It was clear right away that it had seen some stuff - the outfeed roller (that yellow crunchy thing at the top of the pic) needed recoating or replacing and a couple of the lock screws on the cutter head were stripped:

But overall, not too bad. There isn’t that much that can go wrong with the the drive or the table adjustment, and the cast iron’s in decent shape, mostly.

50 years is a long time though, and some of the components weren’t going to come apart without a fight. I had to make a fixture to push the cutterhead bearings out of their housings:

Perseverance won out.

The feed rollers sat in bronze bushings that need to be replaced and that all came apart readily. The outfeed roller, once I removed the old urethane, was a weird affair, welded out of a piece of pipe and two stub ends. I decided to replace the whole thing with a new part.

Cutting the shaft ends:

Knurling the body so the urethane would have some tooth to hold on to:

Here’s the old part and its replacement:

For the urethane, I made a mold out of stainless tube and aluminum billet:

I had intended to use a large syringe to fill the mold, but the viscosity of the urethane was way too high. A caulking gun wound up being the right solution, filled from the bottom to force all the air out of the mold through the top vent.

(I have no idea how I took that picture.)

It took a couple tries to get a usable part. I degassed the urethane before casting, but I think I might have had an easier time if I had connected the vacuum pump to the upper vent and pulled the rubber into the mold. 20/20 hindsight I guess. I was pretty pleased with the finished roller in any case:

While I was waiting for the urethane to set up, I went to work on the cutterhead. This was… not fun. The hexes in socket head screws are broached and broaching work hardens the material. drilling out a stripped screw can be a real pain in the ass. After ruining two high speed steel bits (I’m not just stubborn , I’m stupid too), I hit on a workable solution- Home Depot sells carbide-tipped masonry bits for cheap. I was able to drill out the body of the screw with one of those, then clean out the remainder with a tap.

Or that was the plan anyway, right up until I broke off the tap. I managed to get the broken piece out with an extractor, but there was no salvaging the hole. I drilled it out oversize and will have to sleeve it and put in a helicoil.

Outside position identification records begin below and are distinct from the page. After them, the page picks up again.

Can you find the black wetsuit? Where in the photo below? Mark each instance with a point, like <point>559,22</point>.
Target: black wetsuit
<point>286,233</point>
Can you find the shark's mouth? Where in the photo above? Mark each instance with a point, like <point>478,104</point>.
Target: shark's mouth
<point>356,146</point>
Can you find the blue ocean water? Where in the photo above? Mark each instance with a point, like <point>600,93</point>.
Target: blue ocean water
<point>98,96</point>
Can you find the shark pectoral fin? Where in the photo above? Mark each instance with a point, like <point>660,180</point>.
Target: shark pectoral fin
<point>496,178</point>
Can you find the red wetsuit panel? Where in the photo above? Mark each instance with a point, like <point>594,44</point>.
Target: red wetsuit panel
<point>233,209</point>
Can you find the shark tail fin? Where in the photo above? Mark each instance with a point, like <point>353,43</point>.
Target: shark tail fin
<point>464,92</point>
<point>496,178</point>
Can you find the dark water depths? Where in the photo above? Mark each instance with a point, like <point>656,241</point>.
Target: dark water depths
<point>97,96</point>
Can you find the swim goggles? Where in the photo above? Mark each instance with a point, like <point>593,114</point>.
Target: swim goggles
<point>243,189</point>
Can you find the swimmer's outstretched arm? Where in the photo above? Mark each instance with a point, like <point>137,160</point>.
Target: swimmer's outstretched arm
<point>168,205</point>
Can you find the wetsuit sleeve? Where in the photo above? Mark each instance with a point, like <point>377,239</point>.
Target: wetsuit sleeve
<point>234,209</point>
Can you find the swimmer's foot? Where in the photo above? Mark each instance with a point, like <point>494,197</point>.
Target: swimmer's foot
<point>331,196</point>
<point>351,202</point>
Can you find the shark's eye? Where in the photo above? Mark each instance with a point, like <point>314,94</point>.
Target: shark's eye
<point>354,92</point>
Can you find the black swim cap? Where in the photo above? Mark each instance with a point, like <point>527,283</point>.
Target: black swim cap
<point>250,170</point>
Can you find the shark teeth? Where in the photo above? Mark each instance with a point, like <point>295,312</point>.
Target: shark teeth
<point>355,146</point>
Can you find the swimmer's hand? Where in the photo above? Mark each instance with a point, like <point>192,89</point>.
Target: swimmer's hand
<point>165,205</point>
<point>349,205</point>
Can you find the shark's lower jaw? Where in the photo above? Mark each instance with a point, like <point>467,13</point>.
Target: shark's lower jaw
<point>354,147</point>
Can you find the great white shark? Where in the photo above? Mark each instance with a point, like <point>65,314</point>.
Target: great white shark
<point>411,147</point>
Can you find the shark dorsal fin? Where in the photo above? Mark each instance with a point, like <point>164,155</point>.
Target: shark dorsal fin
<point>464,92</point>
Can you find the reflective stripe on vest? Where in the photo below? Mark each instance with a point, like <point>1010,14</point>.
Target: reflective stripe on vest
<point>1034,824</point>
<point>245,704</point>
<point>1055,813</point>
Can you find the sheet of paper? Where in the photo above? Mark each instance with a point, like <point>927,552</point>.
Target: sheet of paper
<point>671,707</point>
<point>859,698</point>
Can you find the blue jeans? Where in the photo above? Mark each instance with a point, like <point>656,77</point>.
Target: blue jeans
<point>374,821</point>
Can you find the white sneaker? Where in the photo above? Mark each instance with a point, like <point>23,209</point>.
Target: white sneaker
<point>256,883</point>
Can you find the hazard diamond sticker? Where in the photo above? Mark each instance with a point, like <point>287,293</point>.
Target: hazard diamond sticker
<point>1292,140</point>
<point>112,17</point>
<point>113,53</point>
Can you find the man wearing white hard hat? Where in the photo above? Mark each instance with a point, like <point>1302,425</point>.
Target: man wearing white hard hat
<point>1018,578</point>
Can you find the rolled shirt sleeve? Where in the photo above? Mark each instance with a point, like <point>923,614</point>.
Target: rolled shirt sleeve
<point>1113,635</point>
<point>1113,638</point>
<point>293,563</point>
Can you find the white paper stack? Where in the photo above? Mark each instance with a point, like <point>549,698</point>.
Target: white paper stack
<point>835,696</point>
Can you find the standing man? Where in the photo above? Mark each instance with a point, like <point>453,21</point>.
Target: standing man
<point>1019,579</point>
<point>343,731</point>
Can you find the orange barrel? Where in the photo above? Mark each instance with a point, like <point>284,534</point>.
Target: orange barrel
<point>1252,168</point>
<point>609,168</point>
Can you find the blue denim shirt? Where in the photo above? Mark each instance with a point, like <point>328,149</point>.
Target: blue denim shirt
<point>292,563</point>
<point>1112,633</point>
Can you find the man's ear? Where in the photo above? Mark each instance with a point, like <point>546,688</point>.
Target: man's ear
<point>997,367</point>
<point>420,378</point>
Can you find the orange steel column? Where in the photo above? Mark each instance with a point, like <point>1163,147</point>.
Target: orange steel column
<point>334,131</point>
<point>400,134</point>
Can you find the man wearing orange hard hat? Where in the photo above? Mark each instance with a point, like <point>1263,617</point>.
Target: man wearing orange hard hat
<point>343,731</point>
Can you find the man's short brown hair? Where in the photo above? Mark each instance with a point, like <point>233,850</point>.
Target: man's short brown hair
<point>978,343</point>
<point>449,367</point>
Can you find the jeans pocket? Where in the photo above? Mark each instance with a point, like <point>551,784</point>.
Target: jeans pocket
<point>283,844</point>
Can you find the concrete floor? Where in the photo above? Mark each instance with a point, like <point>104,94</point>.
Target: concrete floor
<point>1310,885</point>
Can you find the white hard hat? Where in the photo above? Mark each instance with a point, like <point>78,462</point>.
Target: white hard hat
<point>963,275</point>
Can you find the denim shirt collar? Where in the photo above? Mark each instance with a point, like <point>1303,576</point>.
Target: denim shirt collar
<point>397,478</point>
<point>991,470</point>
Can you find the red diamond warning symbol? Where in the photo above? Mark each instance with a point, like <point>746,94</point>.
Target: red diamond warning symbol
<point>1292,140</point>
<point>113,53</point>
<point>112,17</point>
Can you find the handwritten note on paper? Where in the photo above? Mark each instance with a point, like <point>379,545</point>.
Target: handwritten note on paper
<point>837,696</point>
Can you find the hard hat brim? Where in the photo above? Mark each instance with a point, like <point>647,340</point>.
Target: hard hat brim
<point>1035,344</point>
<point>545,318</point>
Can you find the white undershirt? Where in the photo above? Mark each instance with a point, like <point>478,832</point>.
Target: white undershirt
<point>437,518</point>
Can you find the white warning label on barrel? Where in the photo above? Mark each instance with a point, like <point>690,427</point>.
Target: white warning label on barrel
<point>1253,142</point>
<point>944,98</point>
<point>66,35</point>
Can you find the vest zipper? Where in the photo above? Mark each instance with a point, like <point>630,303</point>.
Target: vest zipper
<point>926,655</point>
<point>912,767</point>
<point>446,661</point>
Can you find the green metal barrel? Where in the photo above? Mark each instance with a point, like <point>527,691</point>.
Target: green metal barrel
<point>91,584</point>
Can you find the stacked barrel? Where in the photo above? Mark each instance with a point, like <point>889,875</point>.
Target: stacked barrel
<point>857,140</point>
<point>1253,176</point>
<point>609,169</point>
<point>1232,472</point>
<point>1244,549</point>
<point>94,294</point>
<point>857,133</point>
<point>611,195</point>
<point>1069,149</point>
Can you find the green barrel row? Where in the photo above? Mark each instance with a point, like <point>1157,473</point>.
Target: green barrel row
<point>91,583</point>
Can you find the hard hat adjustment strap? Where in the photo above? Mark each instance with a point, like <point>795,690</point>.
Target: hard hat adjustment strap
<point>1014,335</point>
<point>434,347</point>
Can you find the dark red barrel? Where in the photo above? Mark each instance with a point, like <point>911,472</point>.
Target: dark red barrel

There was a lot of surface damage on the cutter head that I wanted to clean up and that led me up a steep learning curve on shear cutting in mild steel. Ultimately, the head cleaned up pretty nicely, despite steel that acted like it was alloyed with putty and cuts that were interrupted in multiple places. To those of you interested in such things, I recommend the youtube channel https://www.youtube.com/@mrpete222. Mr. Pete (he goes by tubal cain) has a ton of content that’s invaluable to amateurs like me.

And that’s where things stand. I got distracted by other things (making shop furniture, trying again to teach myself to paint) and haven’t gone back to the thickness planer in a while. Maybe I’ll try to close it out when it’s warm enough to work out in the barn again.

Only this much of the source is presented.